Sandra Avila Beltran, a Mexican woman known as the "drug cartel queen" has pleaded guilty in Miami to charges arising from a major cocaine trafficking case, the Associated Press reported. Beltran pleaded guilty Tuesday to being an accessory after the fact in an organization that included Juan Diego Espinosa Ramirez, a former liaison between Mexico's Sinaloa cartel and Colombia's Norte Valle cartel. Espinoza, who pleaded guilty in 2009 to cocaine trafficking charges, was Beltran's boyfriend at the time.
Beltran was also called the "Queen of the Pacific," providing money to Espinosa for travel and lodging so he could evade arrest by authorities between 2002 and 2004. She was handed over at the Toluca airport outside Mexico City to U.S. marshals who took her to Miami to face federal cocaine-trafficking charges, the attorney general's office said, as reported by the AP.

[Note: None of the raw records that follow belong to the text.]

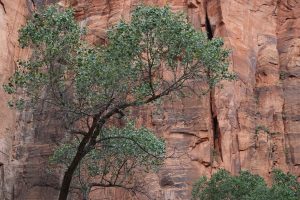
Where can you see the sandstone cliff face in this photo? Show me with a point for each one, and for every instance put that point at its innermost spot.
(252, 123)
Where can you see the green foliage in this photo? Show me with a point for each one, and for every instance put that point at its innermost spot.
(246, 186)
(154, 55)
(120, 151)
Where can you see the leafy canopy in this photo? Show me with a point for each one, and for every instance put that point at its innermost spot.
(158, 53)
(246, 186)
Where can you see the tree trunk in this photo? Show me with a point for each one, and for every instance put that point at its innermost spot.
(65, 186)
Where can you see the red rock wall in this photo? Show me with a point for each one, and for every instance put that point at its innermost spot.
(222, 129)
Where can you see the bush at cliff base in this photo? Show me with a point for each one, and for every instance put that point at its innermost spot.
(246, 186)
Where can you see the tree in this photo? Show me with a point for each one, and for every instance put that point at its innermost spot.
(246, 186)
(157, 54)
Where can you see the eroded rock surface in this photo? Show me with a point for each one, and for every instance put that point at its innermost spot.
(252, 123)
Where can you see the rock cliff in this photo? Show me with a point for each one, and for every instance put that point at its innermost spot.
(252, 123)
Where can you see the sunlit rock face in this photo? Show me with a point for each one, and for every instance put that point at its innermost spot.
(252, 123)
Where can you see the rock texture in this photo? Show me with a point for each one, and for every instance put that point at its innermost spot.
(252, 123)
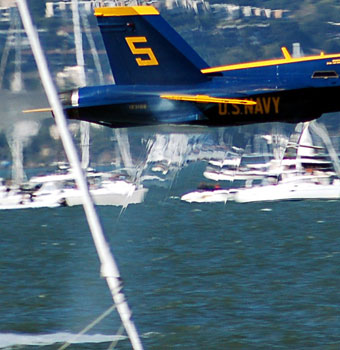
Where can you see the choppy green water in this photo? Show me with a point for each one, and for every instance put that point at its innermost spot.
(200, 276)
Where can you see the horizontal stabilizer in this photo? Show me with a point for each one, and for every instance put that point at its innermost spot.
(38, 110)
(208, 99)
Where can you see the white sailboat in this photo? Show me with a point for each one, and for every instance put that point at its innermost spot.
(304, 174)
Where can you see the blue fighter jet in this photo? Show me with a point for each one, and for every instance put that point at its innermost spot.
(160, 79)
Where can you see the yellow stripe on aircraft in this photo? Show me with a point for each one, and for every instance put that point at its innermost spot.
(38, 110)
(125, 11)
(335, 59)
(208, 99)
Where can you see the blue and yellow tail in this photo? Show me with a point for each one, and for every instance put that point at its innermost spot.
(143, 49)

In June, a court granted the extradition in Mexico so she could face the charges pending in the U.S. where prosecutors allege she had links to cocaine seizures in Chicago.

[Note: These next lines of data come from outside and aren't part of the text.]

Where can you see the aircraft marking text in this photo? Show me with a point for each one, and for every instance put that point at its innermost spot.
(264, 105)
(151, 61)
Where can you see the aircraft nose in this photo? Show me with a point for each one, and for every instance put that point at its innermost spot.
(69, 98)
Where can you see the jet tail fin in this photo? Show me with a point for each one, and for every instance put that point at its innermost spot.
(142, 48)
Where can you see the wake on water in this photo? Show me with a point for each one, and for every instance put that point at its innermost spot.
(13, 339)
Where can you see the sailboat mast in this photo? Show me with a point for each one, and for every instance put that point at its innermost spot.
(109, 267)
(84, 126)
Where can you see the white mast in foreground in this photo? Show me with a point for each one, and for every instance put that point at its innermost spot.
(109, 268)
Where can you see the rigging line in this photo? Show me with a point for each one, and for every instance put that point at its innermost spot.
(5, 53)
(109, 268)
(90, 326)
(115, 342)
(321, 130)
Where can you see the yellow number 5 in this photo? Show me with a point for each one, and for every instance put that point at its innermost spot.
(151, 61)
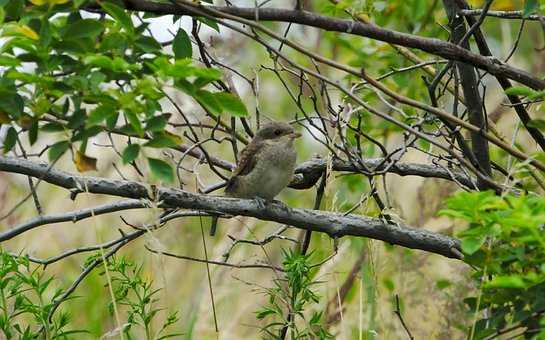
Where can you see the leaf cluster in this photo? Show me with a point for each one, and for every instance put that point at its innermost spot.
(505, 244)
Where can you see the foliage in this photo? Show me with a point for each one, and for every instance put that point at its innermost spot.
(79, 77)
(293, 293)
(505, 244)
(138, 295)
(26, 297)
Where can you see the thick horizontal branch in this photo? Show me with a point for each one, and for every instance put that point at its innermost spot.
(73, 216)
(334, 224)
(502, 14)
(431, 45)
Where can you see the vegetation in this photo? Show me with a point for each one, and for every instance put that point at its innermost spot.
(418, 205)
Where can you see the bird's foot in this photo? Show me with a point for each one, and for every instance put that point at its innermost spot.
(261, 202)
(281, 204)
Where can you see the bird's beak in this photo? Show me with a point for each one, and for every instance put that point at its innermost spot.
(295, 135)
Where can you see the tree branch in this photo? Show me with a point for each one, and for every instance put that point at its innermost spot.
(334, 224)
(431, 45)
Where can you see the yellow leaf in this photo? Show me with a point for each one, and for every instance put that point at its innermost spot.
(27, 32)
(85, 163)
(4, 118)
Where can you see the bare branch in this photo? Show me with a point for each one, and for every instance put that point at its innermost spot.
(431, 45)
(334, 224)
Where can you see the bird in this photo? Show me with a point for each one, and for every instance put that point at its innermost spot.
(265, 167)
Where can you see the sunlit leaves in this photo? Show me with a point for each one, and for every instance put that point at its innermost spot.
(181, 46)
(10, 139)
(505, 245)
(12, 104)
(83, 28)
(119, 15)
(161, 170)
(99, 114)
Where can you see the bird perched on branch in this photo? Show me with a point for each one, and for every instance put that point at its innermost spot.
(265, 166)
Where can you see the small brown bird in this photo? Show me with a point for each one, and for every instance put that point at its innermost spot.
(265, 166)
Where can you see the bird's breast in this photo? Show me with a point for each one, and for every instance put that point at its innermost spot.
(273, 171)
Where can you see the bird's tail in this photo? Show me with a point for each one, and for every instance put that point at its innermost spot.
(214, 225)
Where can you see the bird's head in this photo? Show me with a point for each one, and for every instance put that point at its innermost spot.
(276, 131)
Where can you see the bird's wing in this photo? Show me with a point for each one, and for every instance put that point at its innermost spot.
(248, 158)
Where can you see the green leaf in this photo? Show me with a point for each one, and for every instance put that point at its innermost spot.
(231, 104)
(99, 114)
(513, 281)
(12, 104)
(135, 122)
(33, 133)
(148, 44)
(181, 46)
(537, 123)
(519, 91)
(84, 28)
(530, 6)
(99, 61)
(156, 123)
(208, 100)
(56, 150)
(130, 153)
(9, 61)
(161, 170)
(119, 15)
(10, 140)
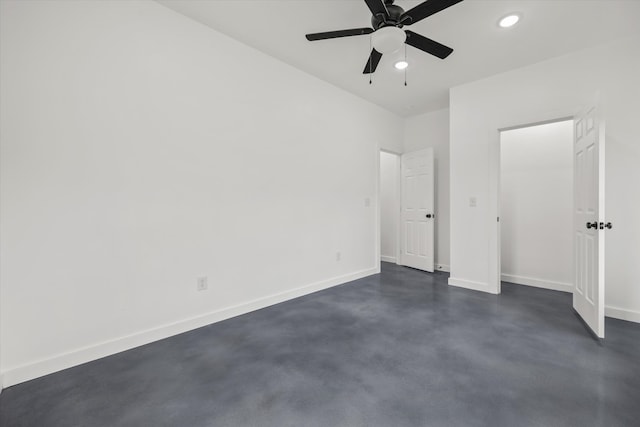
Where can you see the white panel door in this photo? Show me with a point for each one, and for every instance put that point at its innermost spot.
(588, 152)
(417, 210)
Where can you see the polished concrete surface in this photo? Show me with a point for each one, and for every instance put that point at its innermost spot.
(396, 349)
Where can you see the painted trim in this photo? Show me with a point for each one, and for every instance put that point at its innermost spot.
(469, 284)
(537, 283)
(29, 371)
(443, 267)
(622, 314)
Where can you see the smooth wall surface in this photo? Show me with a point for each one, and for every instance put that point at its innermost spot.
(551, 89)
(431, 130)
(536, 205)
(135, 159)
(389, 206)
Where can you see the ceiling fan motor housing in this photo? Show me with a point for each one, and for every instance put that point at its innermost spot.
(395, 12)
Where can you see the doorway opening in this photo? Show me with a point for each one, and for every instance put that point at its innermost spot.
(536, 205)
(389, 206)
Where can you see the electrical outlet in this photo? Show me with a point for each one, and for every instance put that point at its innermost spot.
(202, 283)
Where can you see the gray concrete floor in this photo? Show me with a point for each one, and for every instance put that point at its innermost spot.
(396, 349)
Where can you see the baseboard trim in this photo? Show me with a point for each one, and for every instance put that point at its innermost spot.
(29, 371)
(537, 283)
(443, 267)
(470, 284)
(622, 314)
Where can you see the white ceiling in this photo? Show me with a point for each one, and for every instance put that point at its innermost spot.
(548, 28)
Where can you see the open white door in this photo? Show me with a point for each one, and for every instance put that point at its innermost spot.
(588, 219)
(416, 210)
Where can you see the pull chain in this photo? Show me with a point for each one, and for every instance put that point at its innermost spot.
(405, 60)
(370, 55)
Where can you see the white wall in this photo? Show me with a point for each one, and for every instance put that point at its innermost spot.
(432, 130)
(135, 159)
(551, 89)
(389, 206)
(536, 205)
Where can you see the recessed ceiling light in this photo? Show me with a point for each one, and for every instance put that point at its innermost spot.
(509, 21)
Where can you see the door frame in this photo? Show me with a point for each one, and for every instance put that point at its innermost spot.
(379, 204)
(494, 249)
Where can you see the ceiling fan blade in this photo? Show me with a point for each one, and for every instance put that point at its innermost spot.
(377, 7)
(372, 62)
(427, 45)
(425, 9)
(341, 33)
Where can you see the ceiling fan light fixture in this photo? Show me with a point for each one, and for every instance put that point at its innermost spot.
(388, 39)
(509, 20)
(401, 65)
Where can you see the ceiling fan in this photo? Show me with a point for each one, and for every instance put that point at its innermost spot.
(387, 21)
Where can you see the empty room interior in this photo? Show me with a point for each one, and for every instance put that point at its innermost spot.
(319, 213)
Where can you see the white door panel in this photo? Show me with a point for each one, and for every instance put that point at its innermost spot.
(588, 295)
(417, 210)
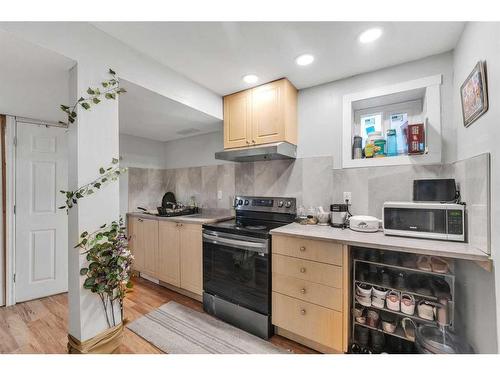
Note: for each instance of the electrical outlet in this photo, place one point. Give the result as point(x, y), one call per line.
point(347, 196)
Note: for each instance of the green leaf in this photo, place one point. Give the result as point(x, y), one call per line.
point(88, 283)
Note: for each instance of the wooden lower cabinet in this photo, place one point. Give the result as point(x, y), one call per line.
point(310, 292)
point(191, 255)
point(308, 320)
point(143, 243)
point(169, 253)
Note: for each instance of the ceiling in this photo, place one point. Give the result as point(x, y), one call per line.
point(218, 54)
point(144, 113)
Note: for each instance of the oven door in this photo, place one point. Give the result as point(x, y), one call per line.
point(237, 269)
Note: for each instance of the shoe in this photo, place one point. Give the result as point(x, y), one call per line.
point(409, 260)
point(378, 297)
point(439, 265)
point(409, 328)
point(407, 304)
point(372, 318)
point(424, 263)
point(440, 288)
point(389, 322)
point(390, 257)
point(378, 341)
point(393, 300)
point(426, 310)
point(398, 280)
point(361, 334)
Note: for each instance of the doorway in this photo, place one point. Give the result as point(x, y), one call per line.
point(41, 229)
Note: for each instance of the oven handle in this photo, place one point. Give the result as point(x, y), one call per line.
point(252, 246)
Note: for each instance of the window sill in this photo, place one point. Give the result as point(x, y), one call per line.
point(393, 160)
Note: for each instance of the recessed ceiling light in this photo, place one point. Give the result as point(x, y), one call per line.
point(370, 35)
point(250, 78)
point(305, 59)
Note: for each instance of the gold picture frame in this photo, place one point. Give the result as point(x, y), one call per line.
point(474, 94)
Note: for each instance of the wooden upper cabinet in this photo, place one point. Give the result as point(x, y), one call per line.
point(237, 119)
point(264, 114)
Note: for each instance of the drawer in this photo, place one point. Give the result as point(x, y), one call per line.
point(321, 273)
point(308, 291)
point(310, 321)
point(318, 251)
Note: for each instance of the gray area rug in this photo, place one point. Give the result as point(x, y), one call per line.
point(177, 329)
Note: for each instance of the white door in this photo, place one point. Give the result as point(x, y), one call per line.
point(41, 228)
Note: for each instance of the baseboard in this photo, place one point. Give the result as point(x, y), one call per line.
point(306, 342)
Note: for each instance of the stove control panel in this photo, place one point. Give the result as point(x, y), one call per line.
point(268, 204)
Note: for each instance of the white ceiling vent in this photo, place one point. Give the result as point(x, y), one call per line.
point(188, 131)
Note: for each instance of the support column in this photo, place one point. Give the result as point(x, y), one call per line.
point(93, 143)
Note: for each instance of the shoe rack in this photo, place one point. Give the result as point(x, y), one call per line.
point(369, 264)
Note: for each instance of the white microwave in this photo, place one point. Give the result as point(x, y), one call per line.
point(432, 220)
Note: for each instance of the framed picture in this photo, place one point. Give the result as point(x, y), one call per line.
point(474, 94)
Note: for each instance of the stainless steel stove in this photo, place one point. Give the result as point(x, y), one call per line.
point(237, 262)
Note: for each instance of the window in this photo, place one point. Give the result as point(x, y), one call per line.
point(369, 124)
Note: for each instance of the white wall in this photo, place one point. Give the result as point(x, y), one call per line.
point(195, 151)
point(480, 41)
point(33, 81)
point(140, 153)
point(320, 107)
point(83, 41)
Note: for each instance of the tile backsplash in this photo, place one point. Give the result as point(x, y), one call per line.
point(314, 182)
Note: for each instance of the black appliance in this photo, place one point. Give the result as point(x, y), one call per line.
point(432, 220)
point(237, 262)
point(435, 190)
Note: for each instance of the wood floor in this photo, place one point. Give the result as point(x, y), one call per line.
point(40, 326)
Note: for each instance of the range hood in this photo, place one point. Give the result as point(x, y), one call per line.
point(271, 151)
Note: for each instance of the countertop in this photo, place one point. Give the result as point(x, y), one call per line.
point(378, 240)
point(206, 216)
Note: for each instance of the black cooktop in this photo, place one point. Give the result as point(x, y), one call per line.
point(251, 228)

In June, a court granted the extradition so she could face the charges pending in the U.S., where prosecutors allege she also had links to cocaine seizures in Chicago. In 2001, U.S. agents intercepted a telephone call in which Avila allegedly asked for payment for 220 pounds of cocaine delivered in Chicago.
Federal prosecutors said the extradition request indicated that Avila belonged to an organization that trafficked cocaine from Colombia to the United States. U.S. prosecutors alleged that she helped store and move shipments of the drug from Mexico to the United States.
Until Thursday, Avila was in prison had been held in a prison in Mexico's Pacific coast state of Nayarit, pending trial for a separate money-laundering charge. It was not immediately clear how Mexican prosecutors would proceed with that case.
Avila, who is 52, faces a maximum of 15 years in prison, is scheduled for a July 25 sentencing hearing.